Why Napoleon Was Not As Short As You Think

From 1803 to 1815, Napoleon Bonaparte, known also as “Little Boney” conducted his Imperial wars in Europe, hugely expanding French territory and humiliatingly defeating his enemies. Two hundred years later, we still remember him as a rampaging little kid, who couldn’t back down after being exiled to the island of Elba.

But the myths of the infamous Napoleon and his height are badly founded; we have little medical records to actually suggest that he was as short as he was made out to be. In fact, it seems quite the opposite.

At his death, Napoleon Bonaparte was measured at five feet and two inches. However, this measurement is in reality a lot taller, as the French inch was slightly longer than the British. Comparatively, in English measurements, he must have measured at least five feet and seven inches.

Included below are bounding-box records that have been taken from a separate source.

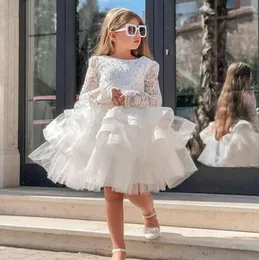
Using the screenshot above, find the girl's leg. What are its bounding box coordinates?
[104,187,126,260]
[127,193,159,227]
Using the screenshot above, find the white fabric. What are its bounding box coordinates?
[198,120,259,167]
[30,56,197,194]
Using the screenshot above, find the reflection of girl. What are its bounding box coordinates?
[198,62,259,167]
[30,8,196,260]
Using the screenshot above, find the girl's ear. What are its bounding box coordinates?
[108,32,116,42]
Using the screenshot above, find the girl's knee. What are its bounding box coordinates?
[104,187,124,202]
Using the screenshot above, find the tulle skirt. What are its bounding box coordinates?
[29,101,197,194]
[198,120,259,167]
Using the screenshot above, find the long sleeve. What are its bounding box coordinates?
[244,92,259,132]
[79,56,111,104]
[124,61,162,108]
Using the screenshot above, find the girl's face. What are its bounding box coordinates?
[112,18,142,51]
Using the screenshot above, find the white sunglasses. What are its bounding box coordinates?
[114,24,147,38]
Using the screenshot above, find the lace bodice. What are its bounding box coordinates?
[79,55,162,108]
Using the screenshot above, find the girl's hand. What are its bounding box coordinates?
[111,88,122,106]
[119,95,125,106]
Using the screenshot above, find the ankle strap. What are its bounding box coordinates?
[143,212,156,218]
[112,248,127,253]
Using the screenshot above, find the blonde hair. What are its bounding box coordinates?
[94,8,153,59]
[214,62,251,141]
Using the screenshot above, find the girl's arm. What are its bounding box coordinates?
[79,56,111,104]
[123,61,162,108]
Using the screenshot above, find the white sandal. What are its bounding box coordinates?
[112,248,127,256]
[143,212,160,240]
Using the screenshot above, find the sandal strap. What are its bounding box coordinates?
[143,212,156,218]
[112,248,127,253]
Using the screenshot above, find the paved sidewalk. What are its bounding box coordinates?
[0,247,144,260]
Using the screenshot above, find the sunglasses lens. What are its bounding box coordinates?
[128,26,137,36]
[139,27,147,36]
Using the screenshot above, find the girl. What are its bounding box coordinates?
[30,8,196,259]
[198,62,259,167]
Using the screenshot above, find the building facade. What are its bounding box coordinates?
[0,0,259,194]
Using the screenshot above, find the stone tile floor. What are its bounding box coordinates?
[0,246,144,260]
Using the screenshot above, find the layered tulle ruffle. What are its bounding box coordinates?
[30,102,196,194]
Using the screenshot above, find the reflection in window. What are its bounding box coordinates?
[25,0,56,160]
[176,0,259,167]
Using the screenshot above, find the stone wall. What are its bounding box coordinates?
[0,0,20,188]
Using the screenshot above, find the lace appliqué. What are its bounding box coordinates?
[125,61,162,108]
[79,57,111,103]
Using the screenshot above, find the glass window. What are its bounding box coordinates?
[77,0,146,93]
[176,0,259,167]
[25,0,56,161]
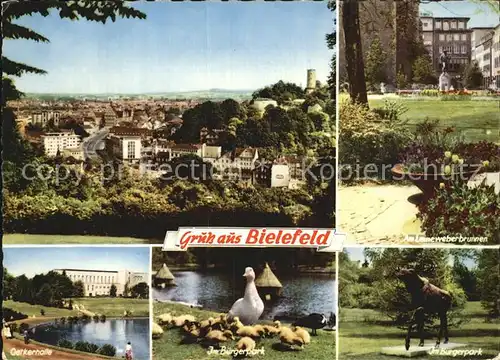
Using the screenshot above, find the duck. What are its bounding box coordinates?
[236,336,255,351]
[280,326,304,349]
[227,267,264,325]
[263,320,281,337]
[292,313,327,336]
[151,322,163,339]
[158,313,172,325]
[292,326,311,345]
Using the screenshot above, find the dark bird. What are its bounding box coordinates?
[292,313,327,335]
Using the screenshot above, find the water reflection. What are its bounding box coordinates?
[33,319,150,360]
[153,271,336,319]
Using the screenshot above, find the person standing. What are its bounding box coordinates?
[125,341,133,360]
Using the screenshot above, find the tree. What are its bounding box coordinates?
[340,0,368,106]
[130,282,149,299]
[365,36,387,85]
[463,61,483,89]
[413,56,437,84]
[72,280,85,298]
[109,284,116,297]
[477,249,500,317]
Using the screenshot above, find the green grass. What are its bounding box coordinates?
[3,234,152,245]
[73,297,149,317]
[3,298,149,318]
[339,302,500,360]
[370,98,500,142]
[2,300,77,317]
[153,303,335,360]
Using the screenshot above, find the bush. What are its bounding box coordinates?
[57,339,74,349]
[417,182,500,243]
[97,344,116,356]
[339,101,411,179]
[2,308,28,321]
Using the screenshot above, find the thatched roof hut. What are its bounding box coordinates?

Unfortunately for Napoleon, he was also measured at this height during his earlier life. In 1802, the calculation of “five-foot-two” leaked and within long, the British had caught on to it. Napoleon Bonaparte was a particularly despicable character for them and they had no delay in ridiculing him. In 1803, JS Gillray published a caricature depicting the angry little Napoleon flipping furniture in a rage. His work was most likely based on the real personality of France’s leader – one of defiance and determination.

Britain’s government were extremely quick at promoting the work, as Napoleon was not in their good books.

Napoleon Bonaparte was often seen as shorter than average as he frequently surrounded himself with soldiers of the Elite and Imperial Guards. These men had to be particularly tall to serve in their division and therefore Napoleon seemed smaller than average. He was given the title “Little Corporal”, but this was not a mockery, but an affectionate remark.

Napoleon wasn’t shorter than average – in fact, he was probably slightly over the threshold. The average height of a Frenchman in the 19th century was about five-foot-five, so Napoleon was actually tall for his time.

The myths are so embedded in historical society that his name is used to describe biological and mental features of small people. “Napoleon Complex” is used to describe a shorted-than-average human who acts aggressive to compensate for their height.